Le relogement
Pour tous, la première urgence est de se loger. Déjà, pendant l’incendie, les couvents ouvrent leurs portes aux sinistrés. Certains, parmi les plus aisés, peuvent rejoindre leur propriété de campagne. D’autres sont hébergés dans le parlement lui-même, chez des parents ou amis ou trouvent un abri dans les quartiers populaires. Le vieux greffier de la municipalité, Gilles de Languedoc, qui demeurait en face de l’église Saint-Sauveur, se reloge dans la basse-ville inondable et peu considérée, avant de trouver un nouveau gîte sur la populaire place Sainte-Anne. Les faubourgs se remplissent d’habitants, qui y resteront parfois toujours, le centre reconstruit étant plus aéré et espacé et donc moins peuplé que ne l’étaient les quartiers incendiés. Mais le phénomène le plus original et durable consiste dans la construction de baraques qui vont finir, pour beaucoup, par devenir de petits immeubles. Si certaines sont bâties à l’intérieur de la ville, la plupart le sont autour de celle-ci, formant une ceinture plus ou moins continue d’habitat populaire au pied des murailles. Une vingtaine existe encore, du côté de la rue de la Visitation, bâties pour partie sur les anciennes douves comblées avec les décombres de l’incendie.
Les aides
Très vite aussi, tout un système d’assistance directe et indirecte se met en place. Dès le 28 décembre, les paysans des alentours doivent fournir de quoi nourrir les sinistrés. En janvier, le parlement rappelle à l’ordre les propriétaires des maisons épargnées qui pratiquent des loyers excessifs. Quant à la monarchie, elle envoie des aides financières, distribuées sur place principalement par les paroisses et les hôpitaux. Les frais de décombrement sont à la charge de l’État. Près de 1 300 foyers de sinistrés sont en outre exemptés du paiement de l’impôt de la capitation pendant deux ans. D’autres mesures allant dans le même sens sont aussi prises et l’historien Claude Nières résume bien la situation : « l’aide de l’État consistait moins en un apport d’argent frais qu’en une série de mesures financières et juridiques ayant pour but d’alléger les charges des constructeurs et leur faciliter le financement de leurs travaux ». La reconstruction est en effet très rapidement l’objectif prioritaire.

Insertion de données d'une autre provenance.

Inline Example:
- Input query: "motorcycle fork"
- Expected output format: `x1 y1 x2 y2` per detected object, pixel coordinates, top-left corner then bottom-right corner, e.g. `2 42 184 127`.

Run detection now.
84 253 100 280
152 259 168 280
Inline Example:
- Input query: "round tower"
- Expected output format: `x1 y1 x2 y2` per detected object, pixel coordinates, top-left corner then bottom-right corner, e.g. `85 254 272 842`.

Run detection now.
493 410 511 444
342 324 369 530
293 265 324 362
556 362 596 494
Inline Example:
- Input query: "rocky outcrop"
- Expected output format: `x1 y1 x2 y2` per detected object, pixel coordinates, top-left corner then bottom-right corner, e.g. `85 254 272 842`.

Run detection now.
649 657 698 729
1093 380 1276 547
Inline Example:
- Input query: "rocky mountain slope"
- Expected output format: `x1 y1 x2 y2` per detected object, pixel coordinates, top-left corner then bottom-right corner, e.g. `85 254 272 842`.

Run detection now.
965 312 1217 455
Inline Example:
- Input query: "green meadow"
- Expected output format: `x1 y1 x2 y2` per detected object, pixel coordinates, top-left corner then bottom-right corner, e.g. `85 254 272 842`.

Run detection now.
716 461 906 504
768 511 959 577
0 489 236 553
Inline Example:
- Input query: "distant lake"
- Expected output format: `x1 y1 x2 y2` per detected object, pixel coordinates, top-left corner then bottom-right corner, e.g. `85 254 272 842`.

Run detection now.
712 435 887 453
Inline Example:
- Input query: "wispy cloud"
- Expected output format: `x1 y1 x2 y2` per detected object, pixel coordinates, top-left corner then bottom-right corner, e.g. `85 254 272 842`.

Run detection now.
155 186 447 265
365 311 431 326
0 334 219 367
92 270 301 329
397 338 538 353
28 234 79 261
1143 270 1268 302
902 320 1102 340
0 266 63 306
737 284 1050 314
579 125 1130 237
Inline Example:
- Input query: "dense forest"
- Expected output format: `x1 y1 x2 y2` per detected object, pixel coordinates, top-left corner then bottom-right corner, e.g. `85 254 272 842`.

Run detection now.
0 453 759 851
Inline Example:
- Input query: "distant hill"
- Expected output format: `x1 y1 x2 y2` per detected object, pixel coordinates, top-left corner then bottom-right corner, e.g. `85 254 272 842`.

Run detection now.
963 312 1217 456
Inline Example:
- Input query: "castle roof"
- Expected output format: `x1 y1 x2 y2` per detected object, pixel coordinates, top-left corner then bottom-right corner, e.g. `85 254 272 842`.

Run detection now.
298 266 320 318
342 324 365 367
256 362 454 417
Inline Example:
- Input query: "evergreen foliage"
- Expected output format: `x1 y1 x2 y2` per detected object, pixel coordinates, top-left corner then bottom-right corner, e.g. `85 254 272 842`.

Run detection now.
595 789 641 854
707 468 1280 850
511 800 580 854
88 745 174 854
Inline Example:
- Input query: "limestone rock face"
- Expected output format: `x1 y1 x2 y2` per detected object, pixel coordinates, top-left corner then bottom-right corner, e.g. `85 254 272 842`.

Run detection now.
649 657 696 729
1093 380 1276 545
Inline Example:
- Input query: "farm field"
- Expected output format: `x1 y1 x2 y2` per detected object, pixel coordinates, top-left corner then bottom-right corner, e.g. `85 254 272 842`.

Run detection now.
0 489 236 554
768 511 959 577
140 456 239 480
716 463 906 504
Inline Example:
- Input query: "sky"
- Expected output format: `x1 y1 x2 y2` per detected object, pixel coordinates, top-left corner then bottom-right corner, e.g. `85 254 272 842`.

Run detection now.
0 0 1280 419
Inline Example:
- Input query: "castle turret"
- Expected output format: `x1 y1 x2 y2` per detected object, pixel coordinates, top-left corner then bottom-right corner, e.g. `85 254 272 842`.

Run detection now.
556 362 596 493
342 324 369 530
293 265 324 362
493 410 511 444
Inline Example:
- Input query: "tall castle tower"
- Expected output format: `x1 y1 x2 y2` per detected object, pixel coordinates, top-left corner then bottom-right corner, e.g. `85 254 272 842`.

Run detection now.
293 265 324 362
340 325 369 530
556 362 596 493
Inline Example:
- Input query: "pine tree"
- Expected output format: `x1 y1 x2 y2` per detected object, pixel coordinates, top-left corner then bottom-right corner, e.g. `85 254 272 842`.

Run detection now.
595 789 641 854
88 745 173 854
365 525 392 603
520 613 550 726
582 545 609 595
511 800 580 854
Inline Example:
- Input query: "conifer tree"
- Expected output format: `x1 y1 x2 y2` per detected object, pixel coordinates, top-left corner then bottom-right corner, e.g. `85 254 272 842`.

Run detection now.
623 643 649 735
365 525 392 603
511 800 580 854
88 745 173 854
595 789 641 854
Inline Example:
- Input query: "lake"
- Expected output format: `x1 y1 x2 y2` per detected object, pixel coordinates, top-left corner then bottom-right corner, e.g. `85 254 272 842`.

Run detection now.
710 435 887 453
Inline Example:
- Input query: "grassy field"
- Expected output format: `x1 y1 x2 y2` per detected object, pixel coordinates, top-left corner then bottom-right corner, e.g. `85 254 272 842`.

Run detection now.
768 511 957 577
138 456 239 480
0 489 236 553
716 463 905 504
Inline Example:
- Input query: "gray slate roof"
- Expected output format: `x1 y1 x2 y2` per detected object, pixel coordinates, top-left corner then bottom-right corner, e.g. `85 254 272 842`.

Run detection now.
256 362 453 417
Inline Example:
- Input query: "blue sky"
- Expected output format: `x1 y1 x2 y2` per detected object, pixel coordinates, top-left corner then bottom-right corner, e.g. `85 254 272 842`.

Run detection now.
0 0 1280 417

Inventaires après désastre
Les déclarations des sinistrés écrites dans les jours et semaines qui ont suivi le drame permettent de découvrir, ponctuellement, des récits vivants de l’évènement faits d’évacuations et de déménagements successifs et désordonnés au gré de l’avance du feu, avec la peur incessante de se voir voler ce que le feu n’a pas détruit. Certains racontent comment leur maison, quoique épargnée, a été endommagée dans le cadre de la lutte contre le feu. Nombreux sont aussi ceux qui dressent plus ou moins précisément la liste des pertes. Papiers, meubles, vêtements, réserves reviennent de manière incessante, mais, parfois, émergent des particularités : le marquis de Coëtmadeuc signale la perte d’une importante collection de peintures ; le président de Cornulier déplore la disparition de sa belle bibliothèque. Ici ou là, les déclarations révèlent aussi l’existence perdue de petites collections, de petits cabinets de curiosités, d’instruments de musique, etc. Plaintes aux accents possiblement exagérés tournant parfois au réquisitoire ou à la prière, récits à valeur cathartique, inventaires mobiliers et immobiliers parfois tatillons, ces déclarations renvoient à l’extrême diversité sociale et culturelle des victimes et, au-delà, au traumatisme collectif ressenti.